CHAMPAIGN, Ill. — NBA rookie Ayo Dosunmu has quickly carved out a role as a two-way player off the bench for the first-place Chicago Bulls. His success stems from his well-decorated collegiate career that was so good, no player for Illinois men's basketball will ever wear No. 11 again.
The Illini honored Dosunmu and raised his jersey in the rafters of State Farm Center in Champaign during halftime of Thursday's 76-64 win over Maryland.
The 21-year-old became the 34th player in school history to have his number retired.
“I’m excited,” Dosunmu said prior to the festivities. “That’s a dream come true. Being a kid in Chicago, your jersey retired in the banners forever in my home state, that’s very exciting.”
During his junior year (2020-21), Dosunmu averaged 20.1 points, 6.3 rebounds, and 5.3 assists en route to becoming the first Big Ten player since 2010 to average a 20-6-5 statline. Dosunmu also totaled the most accolades ever by an Illinois player: USA Today National Player of the Year, Bob Cousy Point Guard of the Year, and consensus first-team All-American honors.
Led by Dosunmu, the Illinois 2020-21 team finished 24-7 (16-4, Big Ten) and were crowned conference tournament champions for the first time since 2005.
The Chicago native was selected by his hometown Bulls with the 38th overall pick in the second round of the 2021 NBA Draft.
He's played a pivotal role coming of the bench for Chicago who sits atop the Eastern Conference with a 25-10 record.
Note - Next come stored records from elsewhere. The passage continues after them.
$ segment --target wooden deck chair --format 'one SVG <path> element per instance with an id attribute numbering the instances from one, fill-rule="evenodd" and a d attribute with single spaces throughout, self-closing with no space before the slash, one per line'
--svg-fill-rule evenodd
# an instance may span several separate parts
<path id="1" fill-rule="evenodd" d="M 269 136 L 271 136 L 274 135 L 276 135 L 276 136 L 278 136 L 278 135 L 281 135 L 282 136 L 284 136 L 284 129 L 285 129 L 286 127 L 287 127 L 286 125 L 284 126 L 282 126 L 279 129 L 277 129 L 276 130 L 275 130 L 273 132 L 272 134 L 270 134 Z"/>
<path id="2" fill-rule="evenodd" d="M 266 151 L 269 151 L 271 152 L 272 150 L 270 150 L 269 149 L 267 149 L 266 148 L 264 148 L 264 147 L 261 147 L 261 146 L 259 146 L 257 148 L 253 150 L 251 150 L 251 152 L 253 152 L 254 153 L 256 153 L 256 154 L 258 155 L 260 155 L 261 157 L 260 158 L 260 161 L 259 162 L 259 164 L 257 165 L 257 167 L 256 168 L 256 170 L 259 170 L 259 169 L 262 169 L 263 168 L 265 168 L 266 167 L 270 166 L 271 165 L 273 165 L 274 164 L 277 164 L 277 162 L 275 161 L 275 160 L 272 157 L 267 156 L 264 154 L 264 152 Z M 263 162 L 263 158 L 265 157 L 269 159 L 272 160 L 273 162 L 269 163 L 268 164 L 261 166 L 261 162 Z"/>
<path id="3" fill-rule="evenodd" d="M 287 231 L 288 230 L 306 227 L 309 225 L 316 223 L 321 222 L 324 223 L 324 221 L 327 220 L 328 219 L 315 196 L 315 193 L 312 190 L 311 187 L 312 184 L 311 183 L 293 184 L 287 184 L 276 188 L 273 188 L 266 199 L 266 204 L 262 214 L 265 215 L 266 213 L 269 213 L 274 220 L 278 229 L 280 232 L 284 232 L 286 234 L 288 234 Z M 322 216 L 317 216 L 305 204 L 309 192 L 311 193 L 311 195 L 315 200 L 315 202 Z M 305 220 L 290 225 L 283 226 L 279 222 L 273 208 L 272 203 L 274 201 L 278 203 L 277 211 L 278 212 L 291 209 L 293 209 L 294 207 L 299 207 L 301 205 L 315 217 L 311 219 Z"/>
Among those in attendance on Thursday was Bulls forward Demar DeRozan who made the two-hour drive in bitterly cold temperatures to support his teammate during a historic night.
The toughness and physicality Dosunmu has brought with his defense has translated well at the NBA level. It's one of the reasons Bulls head coach Billy Donovan has made the rookie a key member of his rotation.
Donovan recalled a post-draft conversation with Illinois head coach Brad Underwood who highlighted Dosunmu's skills and intangibles during their time together in Champaign.
“Brad and I after the draft talked a lot about Ayo and Brad’s got an enormous amount of respect for him,” Donovan said. “Everything Brad and I talked about as it relates to Ayo, he was 100 percent on point in all the things he says he was as a competitor and as a team guy and as a worker."
Dosunmu's three seasons at Illinois were also part of a turnaround for Underwood and the program that had not qualified for the NCAA tournament since 2012-13, and had not finished with a conference record above .500 since the 2009-10 campaign.
"He's the essence of what our program was going through when we were building," Underwood said. "I've got tremendous respect for Ayo for sticking through it, continuing to work, allowing us to coach him in a way that helped establish our culture. I couldn't be happier (and) prouder of an individual...I'm proud that I was able to coach Ayo."
The leader Dosunmu molded himself into during his college days resulted in an immortal honor at his alma mater. Now that same trait and his basketball skillset has more people taking notice, all while helping his team win.
The result of multiple NBA franchises passing on his selection through the first 37 picks of last summer's draft turned into a hidden gem for the team he grew up rooting for.
It's almost like things couldn't have worked out any better for both Dosunmu and the Bulls, as if it were all meant to be.